L’humain d’un côté et les oiseaux de l’autre sont seuls à partager la bipédie, mais celle des volatiles repose sur un mécanisme bien particulier, la tenségrité, qui pourrait trouver des applications en robotique.


 

La différence fondamentale entre humain et oiseau est que le bipédisme du premier implique de se tenir droit, alors que celui du second repose visiblement sur la flexion des membres inférieurs. Cette flexion, que l’humain ne peut tenir qu’un court moment et au prix d’un certain effort, n’empêche pas les dix mille espèces d’oiseaux recensées dans le monde de dormir debout, rappelle l’étude publiée dans la revue Interface de la Royal Society britannique.

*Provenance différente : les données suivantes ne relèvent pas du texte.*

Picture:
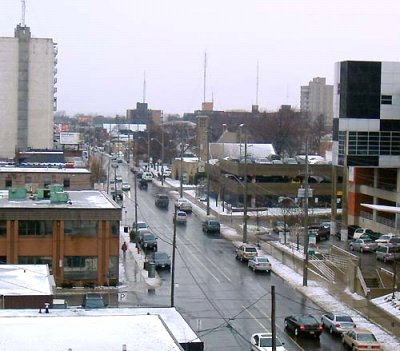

Et si on ne s’est jamais vraiment posé la question de savoir pourquoi, c’est peut-être parce que l’oiseau est un « animal à la fois très proche et très éloigné de nous, dont on s’est intéressé surtout au vol et au comportement », suppose la première autrice de l’étude, Anick Abourachid, du laboratoire Mecadev (Mécanismes Adaptatifs et Évolution) du Muséum national d’histoire naturelle de Paris.

Chez l’humain, l’équilibre dépend d’un squelette travaillant en compression. Les forces s’y propagent verticalement, par gravité, de la tête aux pieds. L’oiseau a une structure différente, avec un tronc plus horizontal, allant d’une courte queue osseuse, via une colonne vertébrale quasi rigide, jusqu’à un long cou puis la tête. Ce tronc est comme en équilibre sur des jambes, constituées de trois os assez longs, qui forment une sorte de Z avant d’arriver aux pattes. Une structure héritée de leurs ancêtres dinosaures.

L’équipe de Mecadev propose que ce système repose sur la tenségrité. Il permet à l’animal de rester « stable avec un coût énergétique minimal, c’est-à-dire sans quasiment aucun effort musculaire grâce à une tension passive », selon l’étude.
La tenségrité, mot dérivé de l’anglais alliant les notions de tension et d’intégrité, désigne la faculté d’une structure à conserver son équilibre par un jeu de tension et de compression.
Comme pour un pont suspendu dont le tablier tient par un équilibre entre câbles et piliers, à la différence d’un pont classique, qui repose sur la seule compression du tablier et de ses piles.

 

« Couche de plume »

 

Chez l’oiseau, « une fois que la structure est mise sous tension, il n’y a pas besoin d’énergie pour la faire tenir debout », dit la Pr Abourachid. Les oiseaux conservent ainsi leur équilibre avec un minimum d’effort, même sur un câble électrique ou une branche secouée par le vent. Un exploit réservé aux pratiquants humains de « slackline », s’apparentant au funambulisme, mais de préférence sans vent.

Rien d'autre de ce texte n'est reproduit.